Johannes Leertouwer was born in the Dutch city of Groningen. He started playing the violin at an early age. He studied violin with Bouw Lemkes in Amsterdam and with Joseph Suk in Vienna and Prague. In 1989 he was appointed professor of violin at the Conservatory of Amsterdam as a successor to his own teacher.
He worked as a concertmaster and soloist with a number of leading period instruments ensembles and orchestras. His work as a concertmaster and coach led him to conducting. He received lessons from Jorma Panula and David Procelijn. After conducting the National Youth String Orchestra for over 10 years, he appeared as a guest conductor with many National and International ensembles and orchestra’s before accepting a position as chief conductor and artistic leader of the ‘Nieuwe Philharmonie Utrecht’ (www.NPhU.nl) in 2009. With this orchestra, he has played and conducted a wide range of repertoire, from its debut program in 2009 with Ravel and Stravinsky to annual tours with Händel’s Messiah and Bach’s Matthew Passion, receiving high praise in the press. Leertouwer received a doctorate at Leiden University in January 2023 for his research into the historical performance practice of Brahms’s orchestral music in 2023. Over the course of his four-year research project, he recorded Brahms’s complete symphonies and concertos on period instruments. The recordings were based on his extensive research, and he made them and a number of documentary films about the project as well as his doctoral thesis available on a special website. (brahms.johannesleertouwer.nl)

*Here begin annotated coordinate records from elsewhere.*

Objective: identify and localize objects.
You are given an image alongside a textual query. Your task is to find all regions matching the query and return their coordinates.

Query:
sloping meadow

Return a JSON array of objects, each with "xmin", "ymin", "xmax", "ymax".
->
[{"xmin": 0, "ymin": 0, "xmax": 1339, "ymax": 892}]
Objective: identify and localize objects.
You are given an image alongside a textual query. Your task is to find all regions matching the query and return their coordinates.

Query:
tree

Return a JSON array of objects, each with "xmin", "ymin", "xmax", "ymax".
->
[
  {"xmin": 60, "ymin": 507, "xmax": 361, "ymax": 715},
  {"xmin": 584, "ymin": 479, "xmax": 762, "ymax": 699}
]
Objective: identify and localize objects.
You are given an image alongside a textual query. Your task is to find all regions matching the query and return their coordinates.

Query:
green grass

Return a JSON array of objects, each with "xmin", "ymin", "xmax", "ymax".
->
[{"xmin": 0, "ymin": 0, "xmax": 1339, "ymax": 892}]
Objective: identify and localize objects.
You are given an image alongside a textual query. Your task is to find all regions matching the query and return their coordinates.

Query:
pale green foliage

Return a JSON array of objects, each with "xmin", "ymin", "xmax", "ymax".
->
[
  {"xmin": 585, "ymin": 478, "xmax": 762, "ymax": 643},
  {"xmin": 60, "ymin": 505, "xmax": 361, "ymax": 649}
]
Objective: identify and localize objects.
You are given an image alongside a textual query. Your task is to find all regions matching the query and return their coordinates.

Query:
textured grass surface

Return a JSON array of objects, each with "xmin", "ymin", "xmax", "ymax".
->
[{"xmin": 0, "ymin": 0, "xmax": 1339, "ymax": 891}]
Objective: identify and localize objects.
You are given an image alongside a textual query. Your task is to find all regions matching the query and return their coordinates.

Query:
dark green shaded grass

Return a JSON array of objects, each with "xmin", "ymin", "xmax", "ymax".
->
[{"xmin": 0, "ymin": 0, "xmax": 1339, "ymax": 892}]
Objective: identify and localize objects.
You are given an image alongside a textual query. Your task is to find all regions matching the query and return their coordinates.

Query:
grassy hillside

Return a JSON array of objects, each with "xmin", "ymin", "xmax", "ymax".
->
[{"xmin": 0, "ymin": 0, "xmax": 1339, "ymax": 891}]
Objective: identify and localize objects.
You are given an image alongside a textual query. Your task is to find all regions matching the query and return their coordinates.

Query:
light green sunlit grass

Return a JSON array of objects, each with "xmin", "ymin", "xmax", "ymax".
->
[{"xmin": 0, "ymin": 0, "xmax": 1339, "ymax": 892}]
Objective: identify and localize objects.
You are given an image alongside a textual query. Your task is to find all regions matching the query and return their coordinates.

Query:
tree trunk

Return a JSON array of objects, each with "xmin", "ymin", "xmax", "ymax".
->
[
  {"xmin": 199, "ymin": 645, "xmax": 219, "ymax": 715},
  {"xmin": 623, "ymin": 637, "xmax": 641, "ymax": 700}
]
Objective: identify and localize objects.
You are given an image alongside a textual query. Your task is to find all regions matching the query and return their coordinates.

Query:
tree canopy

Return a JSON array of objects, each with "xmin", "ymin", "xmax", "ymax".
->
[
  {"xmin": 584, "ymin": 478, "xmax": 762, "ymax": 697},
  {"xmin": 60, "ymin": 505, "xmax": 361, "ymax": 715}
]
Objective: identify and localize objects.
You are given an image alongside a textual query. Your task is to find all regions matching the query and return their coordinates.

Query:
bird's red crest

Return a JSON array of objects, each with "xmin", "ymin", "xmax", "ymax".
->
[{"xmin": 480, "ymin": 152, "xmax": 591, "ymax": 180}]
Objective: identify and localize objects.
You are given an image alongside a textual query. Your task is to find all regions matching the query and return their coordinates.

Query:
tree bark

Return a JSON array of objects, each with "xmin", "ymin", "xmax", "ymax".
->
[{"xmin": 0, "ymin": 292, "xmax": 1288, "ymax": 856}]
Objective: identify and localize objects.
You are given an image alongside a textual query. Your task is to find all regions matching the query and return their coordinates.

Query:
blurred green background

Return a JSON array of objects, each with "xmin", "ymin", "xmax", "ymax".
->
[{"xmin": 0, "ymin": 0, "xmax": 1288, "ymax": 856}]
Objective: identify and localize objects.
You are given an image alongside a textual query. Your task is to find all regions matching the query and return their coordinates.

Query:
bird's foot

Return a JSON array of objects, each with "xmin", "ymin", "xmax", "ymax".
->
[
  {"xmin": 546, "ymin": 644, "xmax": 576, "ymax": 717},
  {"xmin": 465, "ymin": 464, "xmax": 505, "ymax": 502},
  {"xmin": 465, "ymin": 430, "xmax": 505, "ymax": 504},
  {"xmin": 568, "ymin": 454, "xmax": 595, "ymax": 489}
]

In 2022 Leertouwer accepted a professorship at Seoul National University in South-Korea, where he now teaches Historically Informed Performance Practice. He combines this position with his work with The Nieuwe Philharmonie Utrecht. After having held the position of chief- conductor of the orchestra class of the Conservatory of Amsterdam for eight years, he was appointed regular guest conductor at the CvA in 2023.